This week the staff at Springlands Veterinary Centre bring us the final part of the series on why cats do the seemingly strange things they do.
Welcome to the final part of our exploration of cat behaviour.
Hopefully, this series of articles has helped you understand the behaviour your cat shows, and appreciate the fascinating lives our feline friends lead.
Why do cats drink from the tap? A cat's motivation to drink is not connected to hunger, so many cats find it confusing when water bowls are provided directly adjacent to their usual feeding area.
Some cats adapt to this strange set up relatively easily but others reject this water as unsuitable and seek other more acceptable sources.
Taps, glasses of water, vases and goldfish bowls are all potential thirst quenchers but the best option is to provide dedicated drinking bowls in alternative locations well away from your cat‘s food.
Some cats also prefer running water so pet drinking fountains can be used as a more practical source than a constantly dripping tap.
Why do cats nibble grass? Even though cats are obligate carnivores and don't usually eat fruit or vegetables, they do like to eat grass occasionally.

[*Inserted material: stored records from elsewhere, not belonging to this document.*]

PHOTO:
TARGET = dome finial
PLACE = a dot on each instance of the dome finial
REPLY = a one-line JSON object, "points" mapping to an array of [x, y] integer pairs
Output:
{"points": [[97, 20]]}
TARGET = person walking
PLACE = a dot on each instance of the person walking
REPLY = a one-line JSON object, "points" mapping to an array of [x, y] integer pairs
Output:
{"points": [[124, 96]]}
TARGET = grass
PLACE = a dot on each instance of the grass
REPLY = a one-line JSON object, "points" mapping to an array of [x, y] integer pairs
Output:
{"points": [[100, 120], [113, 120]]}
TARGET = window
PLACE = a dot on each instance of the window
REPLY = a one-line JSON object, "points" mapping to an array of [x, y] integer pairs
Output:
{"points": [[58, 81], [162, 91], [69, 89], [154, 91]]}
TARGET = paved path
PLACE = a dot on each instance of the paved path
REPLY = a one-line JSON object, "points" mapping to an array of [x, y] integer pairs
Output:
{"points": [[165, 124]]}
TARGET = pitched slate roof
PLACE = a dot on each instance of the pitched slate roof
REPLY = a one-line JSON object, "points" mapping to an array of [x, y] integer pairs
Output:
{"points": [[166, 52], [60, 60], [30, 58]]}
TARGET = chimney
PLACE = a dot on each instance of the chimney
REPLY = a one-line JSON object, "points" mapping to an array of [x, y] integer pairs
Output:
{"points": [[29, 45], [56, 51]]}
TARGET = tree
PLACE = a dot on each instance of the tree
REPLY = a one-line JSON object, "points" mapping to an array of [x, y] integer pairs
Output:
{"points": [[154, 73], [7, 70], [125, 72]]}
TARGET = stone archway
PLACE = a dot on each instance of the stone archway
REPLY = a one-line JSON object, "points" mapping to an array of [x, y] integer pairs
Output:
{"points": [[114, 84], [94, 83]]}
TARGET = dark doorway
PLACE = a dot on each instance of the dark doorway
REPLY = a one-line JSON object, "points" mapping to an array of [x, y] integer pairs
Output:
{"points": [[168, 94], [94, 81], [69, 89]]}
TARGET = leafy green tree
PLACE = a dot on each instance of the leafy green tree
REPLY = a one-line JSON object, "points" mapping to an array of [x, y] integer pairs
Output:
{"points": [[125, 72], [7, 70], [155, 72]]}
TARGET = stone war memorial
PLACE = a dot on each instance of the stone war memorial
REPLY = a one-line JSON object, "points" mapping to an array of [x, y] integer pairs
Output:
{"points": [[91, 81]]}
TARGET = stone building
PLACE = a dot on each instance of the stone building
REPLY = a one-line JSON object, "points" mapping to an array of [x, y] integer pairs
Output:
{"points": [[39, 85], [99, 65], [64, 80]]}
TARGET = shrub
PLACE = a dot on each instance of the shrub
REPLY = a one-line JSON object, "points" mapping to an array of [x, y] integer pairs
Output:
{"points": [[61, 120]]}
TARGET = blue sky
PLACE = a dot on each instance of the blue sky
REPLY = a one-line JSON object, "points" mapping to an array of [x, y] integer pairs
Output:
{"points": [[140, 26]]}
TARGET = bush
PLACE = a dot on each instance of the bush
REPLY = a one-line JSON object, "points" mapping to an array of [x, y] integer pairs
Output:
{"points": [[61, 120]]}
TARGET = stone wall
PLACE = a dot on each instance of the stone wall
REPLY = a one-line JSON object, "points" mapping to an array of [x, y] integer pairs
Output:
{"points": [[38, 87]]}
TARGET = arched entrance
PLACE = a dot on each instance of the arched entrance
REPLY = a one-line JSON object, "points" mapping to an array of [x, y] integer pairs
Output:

Eating grass is a normal behaviour in cats but is not yet fully understood. The general thought is that it helps to move food or hairballs through the digestive tract, either up or down, as eating grass often results in vomiting.
It may also provide them with essential trace elements in their diet. Indoor cats without access to grass may chew other potted plants they would usually ignore or avoid, and rarely these can be poisonous [lilies]. In the United States and some big cities, some people actually buy grass to feed to their cats.
Why do cats like catnip? A plant that we call catnip [its proper name is nepeta cataria] has an extraordinary effect on around 80% of cats.
An encounter with either the plant itself or with a catnip stuffed toy can make cats more excited and they may sniff and roll around on the ground or over the catnip. The active chemical in the plant is called nepetal actone and it has been linked to LSD. However, its effect is short lived and harmless.
Why do cats have rough tongues? A cat tongue is a remarkable thing. It has several important jobs. As an inbuilt comb, the tongue is covered with hook-shaped barbs that face backwards. When pulled through the fur, these part the fur and remove dead hair and debris to keep the coat in perfect condition and lying flat.
The coat is a wonderful sensory organ because the guard hairs signal when the coat is ruffled or disturbed and give the cat information about its environment.
These tongue barbs also allow the cat to literally lick meat off bone if it needs. Of course, the tongue is also the cat's organ of taste, as well as being spoon-shaped to lap up water - a genuine multi-purpose organ.
When a cat licks you, the roughness of its tongue is very evident and also bear this in mind when considering the development of breeds with little or no hair, where the tongue is very harsh on the skin. This brings us to the end of our journey through the behaviour of cats. Hopefully this series of articles has helped you understand your cat's behaviour a little better.